Date: 2019-08-07 11:31 am (UTC)
goldenglasses: Maker on LJ (brb - loling)
From: [personal profile] goldenglasses
"Yeah, before they finally think to pull out their--"

"Just shoot the bastards!" The man with the bleeding nose shouts at last as Vash sighs dramatically, but seemingly unconcerned as everyone starts drawing their pistols to aim at the pair.

"Aw, man. I hate wasting bullets." Suddenly gunshots fill the air. Nearly instantly every single man who drew a gun is shouting in pain. Holding their hands as their weapons are shot right out of them. "They can be so expensive!"

Now a couple of the men panic. Nervously they start to back away. "Holy shit you guys. It- It really is him! Vash the Stampede! We got to get out of here!" They all scatter like flies and even the ring leader look petrified.

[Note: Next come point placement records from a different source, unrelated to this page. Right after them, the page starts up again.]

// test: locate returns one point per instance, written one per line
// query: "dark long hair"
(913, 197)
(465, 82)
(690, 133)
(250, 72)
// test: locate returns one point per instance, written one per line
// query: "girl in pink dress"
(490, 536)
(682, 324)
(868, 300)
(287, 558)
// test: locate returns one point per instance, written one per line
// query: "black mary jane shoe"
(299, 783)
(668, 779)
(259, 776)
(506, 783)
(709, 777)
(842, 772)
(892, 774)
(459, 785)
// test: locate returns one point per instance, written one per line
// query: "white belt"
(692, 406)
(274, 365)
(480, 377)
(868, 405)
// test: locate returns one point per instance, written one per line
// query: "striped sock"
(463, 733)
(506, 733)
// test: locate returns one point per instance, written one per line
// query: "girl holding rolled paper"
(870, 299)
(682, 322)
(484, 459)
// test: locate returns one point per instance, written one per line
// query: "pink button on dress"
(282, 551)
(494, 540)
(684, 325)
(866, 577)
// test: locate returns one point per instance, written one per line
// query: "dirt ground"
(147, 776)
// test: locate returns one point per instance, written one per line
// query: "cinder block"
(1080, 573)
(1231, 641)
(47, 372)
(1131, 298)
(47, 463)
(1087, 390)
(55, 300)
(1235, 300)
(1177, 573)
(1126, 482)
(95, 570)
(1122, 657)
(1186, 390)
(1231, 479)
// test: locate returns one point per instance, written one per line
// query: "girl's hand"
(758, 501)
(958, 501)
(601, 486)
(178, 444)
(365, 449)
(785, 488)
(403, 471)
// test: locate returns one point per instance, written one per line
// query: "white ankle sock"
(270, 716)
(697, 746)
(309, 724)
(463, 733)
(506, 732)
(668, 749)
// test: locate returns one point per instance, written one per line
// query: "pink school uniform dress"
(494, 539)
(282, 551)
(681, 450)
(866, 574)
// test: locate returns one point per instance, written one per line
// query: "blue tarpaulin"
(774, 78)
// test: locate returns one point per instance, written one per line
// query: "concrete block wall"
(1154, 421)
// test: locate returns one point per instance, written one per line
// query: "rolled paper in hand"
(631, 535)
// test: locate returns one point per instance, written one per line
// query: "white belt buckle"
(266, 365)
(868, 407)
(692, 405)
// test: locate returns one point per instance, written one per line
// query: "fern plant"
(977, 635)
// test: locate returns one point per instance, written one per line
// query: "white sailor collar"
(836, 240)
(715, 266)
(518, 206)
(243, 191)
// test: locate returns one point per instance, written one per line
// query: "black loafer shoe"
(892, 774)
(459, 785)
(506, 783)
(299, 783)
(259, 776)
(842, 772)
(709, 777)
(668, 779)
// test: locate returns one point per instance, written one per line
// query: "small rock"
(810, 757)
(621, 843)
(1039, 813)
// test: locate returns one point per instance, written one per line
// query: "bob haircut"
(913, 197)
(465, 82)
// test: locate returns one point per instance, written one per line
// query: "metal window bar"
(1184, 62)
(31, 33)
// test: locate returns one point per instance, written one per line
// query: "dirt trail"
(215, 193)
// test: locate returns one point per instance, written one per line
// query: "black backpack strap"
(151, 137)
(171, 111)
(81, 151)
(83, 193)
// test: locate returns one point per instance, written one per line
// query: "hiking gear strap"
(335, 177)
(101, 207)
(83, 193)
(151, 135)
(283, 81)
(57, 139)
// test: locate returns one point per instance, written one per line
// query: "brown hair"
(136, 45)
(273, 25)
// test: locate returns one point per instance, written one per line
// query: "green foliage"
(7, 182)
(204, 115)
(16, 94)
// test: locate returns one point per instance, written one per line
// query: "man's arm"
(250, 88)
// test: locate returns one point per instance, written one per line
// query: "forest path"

"Shall we get some lunch and head out?" Vash says with a meek bit of laughter.

(no subject)

Date: 2019-08-08 12:51 pm (UTC)
goldenglasses: Maker on LJ (At peace - halfway there)
From: [personal profile] goldenglasses
One of the younger guys actually stops mid running away to stare in disbelief at Azwel. "You got to be kidding! The humanoid typhoon!? The legendary gunman?! You got to get out of here! You an idiot!? He's not worth sixty billion double dollars for nuthin' you know! He's an actual diablo! He's the reason July was blown off the map! Look up at the moon sometime you moron! That big hole in the fifth moon!? That's because of him! You keep hanging around him and you're gonna die!

He rapes! Steals! Tortures! Murders! If he's keeping you as a pet you're screwed man! I'm out of here!"

The youth takes off running and doesn't look back. Vash shrugs and half smiles at Azwel. "I don't do all that. ANd I'm not keeping you as a pet. I hope you know that."

(no subject)

Date: 2019-08-09 01:07 pm (UTC)
goldenglasses: Maker on LJ (Not a single clue)
From: [personal profile] goldenglasses
Vash holds out his arms gesturing to the men unconscious at their feet. "My life is a bit hectic. You won't be safe with me around. It's best that I find you some sort of work the next town we get to." Although Vash smiles a bit honestly this time. "But thanks... for thinking I'm kind."